Here’s the brilliance of CX

The design thinking CX process is also intended to break our pattern thinking. We’re evolutionarily designed to recognise and form patterns. If our ancient ancestors had to work out each time that the orange colour of tiger or the stripes of a snake hiding in the grass meant danger, we wouldn’t have lived long enough to get another chance. We had to recognise patterns quickly to be able to work out which situation represented something life threatening and which didn’t. Forming patterns also helped us create maps of the physical environment for navigation and recall of locations of food sources. We’ve retained this pattern thinking to this day.

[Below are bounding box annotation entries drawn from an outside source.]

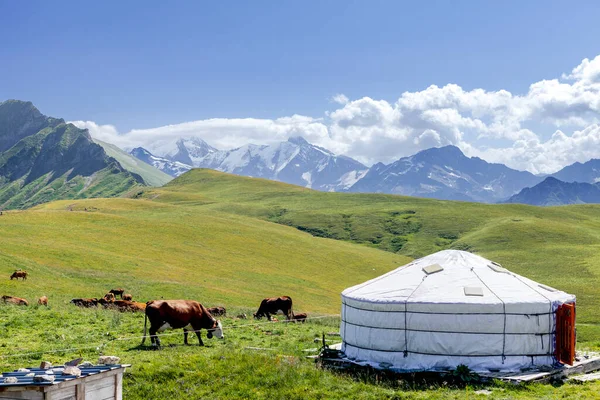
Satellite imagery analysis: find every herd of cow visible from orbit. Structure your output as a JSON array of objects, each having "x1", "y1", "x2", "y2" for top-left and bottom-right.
[{"x1": 2, "y1": 270, "x2": 307, "y2": 348}]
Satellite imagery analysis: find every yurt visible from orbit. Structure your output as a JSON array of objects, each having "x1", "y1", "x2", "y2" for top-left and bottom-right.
[{"x1": 341, "y1": 250, "x2": 575, "y2": 372}]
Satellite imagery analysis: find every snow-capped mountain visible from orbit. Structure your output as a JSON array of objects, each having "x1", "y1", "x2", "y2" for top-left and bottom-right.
[
  {"x1": 129, "y1": 147, "x2": 192, "y2": 176},
  {"x1": 132, "y1": 137, "x2": 368, "y2": 191},
  {"x1": 506, "y1": 177, "x2": 600, "y2": 206},
  {"x1": 204, "y1": 137, "x2": 367, "y2": 191},
  {"x1": 349, "y1": 146, "x2": 543, "y2": 202},
  {"x1": 550, "y1": 158, "x2": 600, "y2": 183},
  {"x1": 148, "y1": 138, "x2": 219, "y2": 166}
]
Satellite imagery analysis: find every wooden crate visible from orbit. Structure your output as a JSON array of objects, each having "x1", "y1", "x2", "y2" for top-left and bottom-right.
[{"x1": 0, "y1": 365, "x2": 130, "y2": 400}]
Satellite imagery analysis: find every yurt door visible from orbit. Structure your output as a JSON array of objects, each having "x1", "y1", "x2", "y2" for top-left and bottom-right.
[{"x1": 556, "y1": 304, "x2": 575, "y2": 365}]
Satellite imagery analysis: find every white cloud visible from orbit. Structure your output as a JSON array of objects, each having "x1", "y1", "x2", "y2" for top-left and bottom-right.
[
  {"x1": 75, "y1": 56, "x2": 600, "y2": 172},
  {"x1": 331, "y1": 93, "x2": 350, "y2": 105}
]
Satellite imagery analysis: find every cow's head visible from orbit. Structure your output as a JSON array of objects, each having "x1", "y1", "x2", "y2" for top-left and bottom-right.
[{"x1": 206, "y1": 320, "x2": 225, "y2": 339}]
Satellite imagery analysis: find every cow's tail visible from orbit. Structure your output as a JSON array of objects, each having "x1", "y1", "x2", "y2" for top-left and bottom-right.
[{"x1": 140, "y1": 313, "x2": 148, "y2": 346}]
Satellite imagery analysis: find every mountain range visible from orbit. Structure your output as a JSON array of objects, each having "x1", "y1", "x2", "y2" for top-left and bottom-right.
[
  {"x1": 130, "y1": 137, "x2": 600, "y2": 204},
  {"x1": 506, "y1": 177, "x2": 600, "y2": 206},
  {"x1": 130, "y1": 137, "x2": 368, "y2": 191},
  {"x1": 0, "y1": 100, "x2": 159, "y2": 209},
  {"x1": 5, "y1": 100, "x2": 600, "y2": 208}
]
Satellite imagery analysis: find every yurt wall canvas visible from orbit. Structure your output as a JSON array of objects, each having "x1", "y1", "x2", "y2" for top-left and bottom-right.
[{"x1": 341, "y1": 250, "x2": 575, "y2": 371}]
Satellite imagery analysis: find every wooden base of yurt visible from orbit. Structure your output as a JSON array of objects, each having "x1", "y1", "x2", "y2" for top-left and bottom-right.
[
  {"x1": 479, "y1": 354, "x2": 600, "y2": 384},
  {"x1": 309, "y1": 343, "x2": 600, "y2": 384},
  {"x1": 0, "y1": 365, "x2": 130, "y2": 400}
]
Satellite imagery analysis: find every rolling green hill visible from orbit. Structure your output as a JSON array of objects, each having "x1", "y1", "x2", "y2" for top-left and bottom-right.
[
  {"x1": 142, "y1": 169, "x2": 600, "y2": 332},
  {"x1": 0, "y1": 170, "x2": 600, "y2": 399},
  {"x1": 0, "y1": 100, "x2": 143, "y2": 209}
]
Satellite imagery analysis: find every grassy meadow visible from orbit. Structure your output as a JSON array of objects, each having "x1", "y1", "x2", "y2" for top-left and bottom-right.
[{"x1": 0, "y1": 170, "x2": 600, "y2": 399}]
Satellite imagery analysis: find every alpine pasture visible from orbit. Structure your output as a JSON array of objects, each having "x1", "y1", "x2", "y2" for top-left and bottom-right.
[{"x1": 0, "y1": 170, "x2": 600, "y2": 399}]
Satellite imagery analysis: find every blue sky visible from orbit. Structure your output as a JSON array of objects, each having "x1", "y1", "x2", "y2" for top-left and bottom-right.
[{"x1": 0, "y1": 1, "x2": 600, "y2": 173}]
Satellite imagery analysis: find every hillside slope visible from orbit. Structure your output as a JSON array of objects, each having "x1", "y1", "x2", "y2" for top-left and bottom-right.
[
  {"x1": 0, "y1": 170, "x2": 600, "y2": 399},
  {"x1": 93, "y1": 139, "x2": 173, "y2": 186},
  {"x1": 143, "y1": 170, "x2": 600, "y2": 337},
  {"x1": 0, "y1": 100, "x2": 143, "y2": 209},
  {"x1": 0, "y1": 199, "x2": 408, "y2": 313}
]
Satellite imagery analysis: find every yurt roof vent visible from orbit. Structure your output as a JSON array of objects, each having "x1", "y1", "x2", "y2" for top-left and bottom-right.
[
  {"x1": 488, "y1": 261, "x2": 509, "y2": 274},
  {"x1": 464, "y1": 286, "x2": 483, "y2": 296},
  {"x1": 423, "y1": 264, "x2": 444, "y2": 275},
  {"x1": 538, "y1": 283, "x2": 557, "y2": 292}
]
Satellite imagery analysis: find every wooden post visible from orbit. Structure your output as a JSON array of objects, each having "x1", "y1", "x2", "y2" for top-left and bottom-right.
[
  {"x1": 115, "y1": 373, "x2": 123, "y2": 400},
  {"x1": 75, "y1": 380, "x2": 85, "y2": 400}
]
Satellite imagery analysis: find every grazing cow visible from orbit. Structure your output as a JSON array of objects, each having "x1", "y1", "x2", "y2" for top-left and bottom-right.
[
  {"x1": 108, "y1": 288, "x2": 125, "y2": 299},
  {"x1": 71, "y1": 297, "x2": 98, "y2": 307},
  {"x1": 254, "y1": 296, "x2": 293, "y2": 321},
  {"x1": 142, "y1": 300, "x2": 224, "y2": 348},
  {"x1": 2, "y1": 295, "x2": 29, "y2": 306},
  {"x1": 207, "y1": 307, "x2": 227, "y2": 317},
  {"x1": 292, "y1": 313, "x2": 308, "y2": 323},
  {"x1": 104, "y1": 292, "x2": 115, "y2": 303},
  {"x1": 105, "y1": 300, "x2": 146, "y2": 312},
  {"x1": 10, "y1": 271, "x2": 27, "y2": 281}
]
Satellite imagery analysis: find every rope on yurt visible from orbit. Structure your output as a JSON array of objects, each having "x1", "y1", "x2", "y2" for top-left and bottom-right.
[
  {"x1": 404, "y1": 275, "x2": 428, "y2": 358},
  {"x1": 511, "y1": 274, "x2": 554, "y2": 364},
  {"x1": 471, "y1": 267, "x2": 506, "y2": 364}
]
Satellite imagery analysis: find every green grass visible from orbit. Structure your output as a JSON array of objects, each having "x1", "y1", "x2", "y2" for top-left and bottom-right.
[{"x1": 0, "y1": 170, "x2": 600, "y2": 399}]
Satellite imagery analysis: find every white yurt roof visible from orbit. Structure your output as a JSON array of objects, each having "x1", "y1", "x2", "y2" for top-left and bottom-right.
[{"x1": 341, "y1": 250, "x2": 575, "y2": 370}]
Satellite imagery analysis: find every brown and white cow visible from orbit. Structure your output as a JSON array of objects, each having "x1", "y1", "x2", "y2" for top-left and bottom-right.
[
  {"x1": 103, "y1": 292, "x2": 116, "y2": 303},
  {"x1": 108, "y1": 288, "x2": 125, "y2": 298},
  {"x1": 254, "y1": 296, "x2": 293, "y2": 321},
  {"x1": 10, "y1": 271, "x2": 27, "y2": 281},
  {"x1": 292, "y1": 313, "x2": 308, "y2": 323},
  {"x1": 142, "y1": 300, "x2": 224, "y2": 347},
  {"x1": 71, "y1": 297, "x2": 98, "y2": 307},
  {"x1": 207, "y1": 306, "x2": 227, "y2": 317},
  {"x1": 2, "y1": 295, "x2": 29, "y2": 306}
]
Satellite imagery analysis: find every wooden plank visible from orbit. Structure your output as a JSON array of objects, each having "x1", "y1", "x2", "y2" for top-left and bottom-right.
[
  {"x1": 45, "y1": 386, "x2": 77, "y2": 400},
  {"x1": 85, "y1": 375, "x2": 117, "y2": 393},
  {"x1": 115, "y1": 374, "x2": 123, "y2": 400},
  {"x1": 567, "y1": 372, "x2": 600, "y2": 382},
  {"x1": 83, "y1": 382, "x2": 115, "y2": 400},
  {"x1": 75, "y1": 380, "x2": 86, "y2": 400},
  {"x1": 0, "y1": 390, "x2": 44, "y2": 400}
]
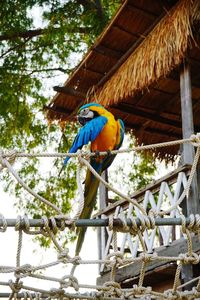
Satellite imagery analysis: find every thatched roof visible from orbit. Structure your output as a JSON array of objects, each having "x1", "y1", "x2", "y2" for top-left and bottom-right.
[{"x1": 47, "y1": 0, "x2": 200, "y2": 156}]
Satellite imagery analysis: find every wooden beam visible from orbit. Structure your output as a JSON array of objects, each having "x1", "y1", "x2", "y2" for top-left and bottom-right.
[
  {"x1": 93, "y1": 165, "x2": 191, "y2": 218},
  {"x1": 53, "y1": 86, "x2": 85, "y2": 99},
  {"x1": 97, "y1": 170, "x2": 108, "y2": 271},
  {"x1": 112, "y1": 116, "x2": 182, "y2": 140},
  {"x1": 111, "y1": 103, "x2": 181, "y2": 129},
  {"x1": 97, "y1": 236, "x2": 200, "y2": 285},
  {"x1": 180, "y1": 62, "x2": 200, "y2": 215},
  {"x1": 180, "y1": 61, "x2": 200, "y2": 288}
]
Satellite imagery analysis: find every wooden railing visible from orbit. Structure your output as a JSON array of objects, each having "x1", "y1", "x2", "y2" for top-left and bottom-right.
[{"x1": 94, "y1": 165, "x2": 191, "y2": 272}]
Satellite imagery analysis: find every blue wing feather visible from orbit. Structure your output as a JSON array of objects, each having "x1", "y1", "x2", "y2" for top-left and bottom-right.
[{"x1": 64, "y1": 116, "x2": 108, "y2": 165}]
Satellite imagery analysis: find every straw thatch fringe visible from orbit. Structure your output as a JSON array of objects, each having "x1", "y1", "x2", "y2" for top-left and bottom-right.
[{"x1": 96, "y1": 0, "x2": 200, "y2": 106}]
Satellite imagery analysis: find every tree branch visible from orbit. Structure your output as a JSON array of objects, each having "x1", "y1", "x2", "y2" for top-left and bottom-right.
[{"x1": 0, "y1": 27, "x2": 89, "y2": 41}]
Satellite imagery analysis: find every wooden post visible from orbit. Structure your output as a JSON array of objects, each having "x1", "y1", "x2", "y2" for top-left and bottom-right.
[
  {"x1": 97, "y1": 170, "x2": 108, "y2": 270},
  {"x1": 180, "y1": 61, "x2": 200, "y2": 289}
]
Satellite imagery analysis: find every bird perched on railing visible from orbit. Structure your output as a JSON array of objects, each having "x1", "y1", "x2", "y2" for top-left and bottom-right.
[{"x1": 61, "y1": 103, "x2": 124, "y2": 255}]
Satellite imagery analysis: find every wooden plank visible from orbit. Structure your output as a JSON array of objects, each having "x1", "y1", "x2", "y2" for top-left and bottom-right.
[
  {"x1": 97, "y1": 236, "x2": 200, "y2": 285},
  {"x1": 93, "y1": 165, "x2": 191, "y2": 218},
  {"x1": 53, "y1": 86, "x2": 85, "y2": 99},
  {"x1": 97, "y1": 170, "x2": 108, "y2": 264},
  {"x1": 180, "y1": 61, "x2": 200, "y2": 288},
  {"x1": 112, "y1": 103, "x2": 181, "y2": 129}
]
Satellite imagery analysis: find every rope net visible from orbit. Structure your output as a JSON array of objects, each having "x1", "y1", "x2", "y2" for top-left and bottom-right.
[{"x1": 0, "y1": 134, "x2": 200, "y2": 300}]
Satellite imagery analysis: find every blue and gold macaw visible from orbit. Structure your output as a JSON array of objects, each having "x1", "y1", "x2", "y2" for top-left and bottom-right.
[{"x1": 64, "y1": 103, "x2": 124, "y2": 255}]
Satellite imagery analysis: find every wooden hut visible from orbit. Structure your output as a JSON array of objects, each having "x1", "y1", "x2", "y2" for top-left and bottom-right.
[{"x1": 47, "y1": 0, "x2": 200, "y2": 294}]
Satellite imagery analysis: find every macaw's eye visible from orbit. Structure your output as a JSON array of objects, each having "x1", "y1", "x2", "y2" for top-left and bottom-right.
[{"x1": 80, "y1": 108, "x2": 90, "y2": 116}]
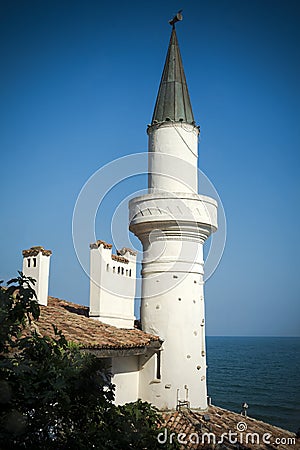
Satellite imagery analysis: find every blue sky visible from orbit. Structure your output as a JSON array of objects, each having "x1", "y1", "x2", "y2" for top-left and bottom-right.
[{"x1": 0, "y1": 0, "x2": 300, "y2": 336}]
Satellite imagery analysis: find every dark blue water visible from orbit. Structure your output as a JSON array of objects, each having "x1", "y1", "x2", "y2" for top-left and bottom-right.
[{"x1": 207, "y1": 337, "x2": 300, "y2": 431}]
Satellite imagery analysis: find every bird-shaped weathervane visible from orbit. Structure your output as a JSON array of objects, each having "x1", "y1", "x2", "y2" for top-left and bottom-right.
[{"x1": 169, "y1": 9, "x2": 183, "y2": 28}]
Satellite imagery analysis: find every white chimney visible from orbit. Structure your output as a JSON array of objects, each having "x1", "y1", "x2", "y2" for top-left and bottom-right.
[{"x1": 22, "y1": 247, "x2": 52, "y2": 306}]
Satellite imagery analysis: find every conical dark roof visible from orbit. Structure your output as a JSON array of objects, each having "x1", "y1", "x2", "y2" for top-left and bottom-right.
[{"x1": 152, "y1": 27, "x2": 194, "y2": 124}]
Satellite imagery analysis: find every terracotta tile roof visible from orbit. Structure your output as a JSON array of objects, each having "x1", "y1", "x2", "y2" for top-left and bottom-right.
[
  {"x1": 30, "y1": 297, "x2": 160, "y2": 350},
  {"x1": 162, "y1": 406, "x2": 300, "y2": 450}
]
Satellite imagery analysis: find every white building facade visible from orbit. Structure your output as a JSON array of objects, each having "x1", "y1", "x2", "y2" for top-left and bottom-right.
[{"x1": 22, "y1": 246, "x2": 52, "y2": 306}]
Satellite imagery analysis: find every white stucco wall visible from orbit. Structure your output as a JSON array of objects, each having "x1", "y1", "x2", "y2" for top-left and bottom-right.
[
  {"x1": 22, "y1": 252, "x2": 50, "y2": 305},
  {"x1": 112, "y1": 356, "x2": 139, "y2": 405},
  {"x1": 90, "y1": 244, "x2": 136, "y2": 328}
]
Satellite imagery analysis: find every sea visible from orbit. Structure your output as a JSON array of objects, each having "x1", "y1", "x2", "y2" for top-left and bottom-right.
[{"x1": 206, "y1": 336, "x2": 300, "y2": 432}]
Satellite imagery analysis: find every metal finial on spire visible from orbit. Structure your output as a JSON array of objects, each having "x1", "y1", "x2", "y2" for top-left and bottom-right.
[{"x1": 169, "y1": 9, "x2": 183, "y2": 28}]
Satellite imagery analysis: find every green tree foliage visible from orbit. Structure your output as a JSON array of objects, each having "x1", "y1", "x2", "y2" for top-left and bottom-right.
[{"x1": 0, "y1": 273, "x2": 178, "y2": 450}]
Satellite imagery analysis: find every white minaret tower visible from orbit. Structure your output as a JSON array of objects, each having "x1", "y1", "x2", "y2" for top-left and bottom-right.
[
  {"x1": 22, "y1": 246, "x2": 52, "y2": 306},
  {"x1": 129, "y1": 15, "x2": 217, "y2": 409}
]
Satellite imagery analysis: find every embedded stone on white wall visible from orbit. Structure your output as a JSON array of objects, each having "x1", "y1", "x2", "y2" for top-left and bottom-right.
[
  {"x1": 90, "y1": 240, "x2": 136, "y2": 328},
  {"x1": 22, "y1": 246, "x2": 52, "y2": 306}
]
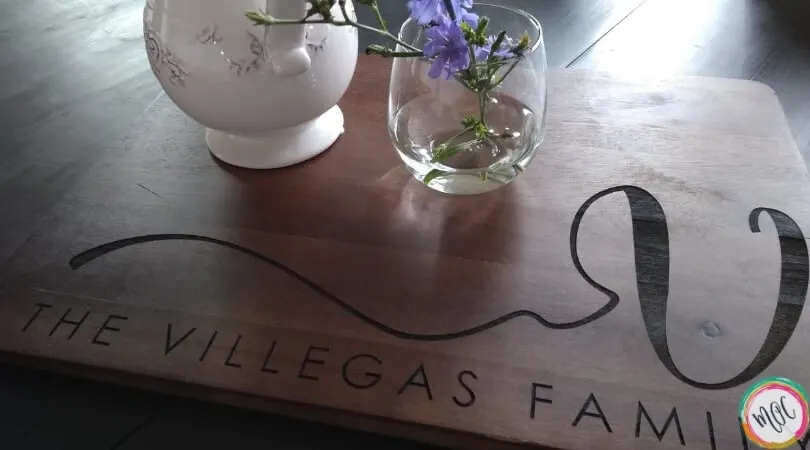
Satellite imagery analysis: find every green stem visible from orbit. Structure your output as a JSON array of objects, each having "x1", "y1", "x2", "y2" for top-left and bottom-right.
[
  {"x1": 478, "y1": 90, "x2": 488, "y2": 125},
  {"x1": 338, "y1": 0, "x2": 420, "y2": 52},
  {"x1": 245, "y1": 0, "x2": 421, "y2": 53},
  {"x1": 492, "y1": 58, "x2": 520, "y2": 87},
  {"x1": 372, "y1": 3, "x2": 388, "y2": 33},
  {"x1": 366, "y1": 44, "x2": 425, "y2": 58}
]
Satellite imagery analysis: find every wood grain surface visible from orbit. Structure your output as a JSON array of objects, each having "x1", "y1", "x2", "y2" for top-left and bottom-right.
[{"x1": 0, "y1": 58, "x2": 810, "y2": 449}]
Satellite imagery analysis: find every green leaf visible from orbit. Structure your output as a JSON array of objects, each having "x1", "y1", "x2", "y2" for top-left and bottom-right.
[
  {"x1": 422, "y1": 169, "x2": 447, "y2": 184},
  {"x1": 430, "y1": 144, "x2": 462, "y2": 163}
]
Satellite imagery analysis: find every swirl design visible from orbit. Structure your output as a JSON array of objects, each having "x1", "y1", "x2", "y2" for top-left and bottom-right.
[{"x1": 70, "y1": 234, "x2": 619, "y2": 342}]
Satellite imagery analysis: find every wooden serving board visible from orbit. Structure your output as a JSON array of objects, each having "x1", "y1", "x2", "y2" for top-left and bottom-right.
[{"x1": 0, "y1": 58, "x2": 810, "y2": 450}]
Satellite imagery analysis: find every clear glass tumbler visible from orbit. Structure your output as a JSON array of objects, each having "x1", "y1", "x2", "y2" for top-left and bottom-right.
[{"x1": 388, "y1": 3, "x2": 547, "y2": 194}]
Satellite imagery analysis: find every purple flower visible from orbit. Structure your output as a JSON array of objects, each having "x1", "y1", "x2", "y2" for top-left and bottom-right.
[
  {"x1": 475, "y1": 36, "x2": 515, "y2": 61},
  {"x1": 424, "y1": 16, "x2": 470, "y2": 78},
  {"x1": 407, "y1": 0, "x2": 470, "y2": 25}
]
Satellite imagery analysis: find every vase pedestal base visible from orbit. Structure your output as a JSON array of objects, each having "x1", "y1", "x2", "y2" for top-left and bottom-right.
[{"x1": 205, "y1": 106, "x2": 344, "y2": 169}]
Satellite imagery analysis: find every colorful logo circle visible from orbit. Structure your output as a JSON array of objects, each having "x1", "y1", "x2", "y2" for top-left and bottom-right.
[{"x1": 740, "y1": 377, "x2": 810, "y2": 449}]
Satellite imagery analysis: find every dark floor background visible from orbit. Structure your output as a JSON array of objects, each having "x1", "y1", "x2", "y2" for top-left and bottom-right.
[{"x1": 0, "y1": 0, "x2": 810, "y2": 450}]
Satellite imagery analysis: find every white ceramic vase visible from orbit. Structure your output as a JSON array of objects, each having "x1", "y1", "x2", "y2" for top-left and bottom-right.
[{"x1": 144, "y1": 0, "x2": 358, "y2": 169}]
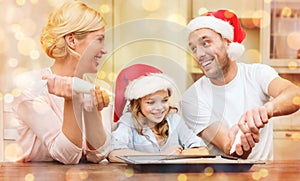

However now that the most dangerous thing we do in the search for food is the drive to the supermarket, our pattern thinking is free to be applied to other things– which may include your line up of products or services and sticking to old or irrelevant customer experiences. Design Thinking is intended to overcome these subconscious evolutionary thinking patterns so you can develop products and experiences that will truly suit your consumer and hopefully give you a market leading edge.

It does this through a rigorous iterative process (doing something again and again to improve it) in order to understand your user, challenge assumptions, redefine the problem and provide solutions which may not have been immediately apparent due to our pattern thinking. It can also de-risk your development of products and experiences to avoid costly mistakes.

Conclusion

The CX process It’s not a silver bullet on its own, you have to take action ultimately and implement the new ideas and services. And of course, it’s no use developing a brilliant new product or service if you don’t let consumers know about it.


Lastly, it’s only after working with a dedicated CX agency and witnessing first hand their mind bogglingly thorough and in-depth process that I realised three things:

• It’s unlikely that creative agencies will never compete with this service.

• Advertising alone won’t solve business issues, and advertising comes after new CX developments.

• Get the experts in when you want to initiate the CX development process.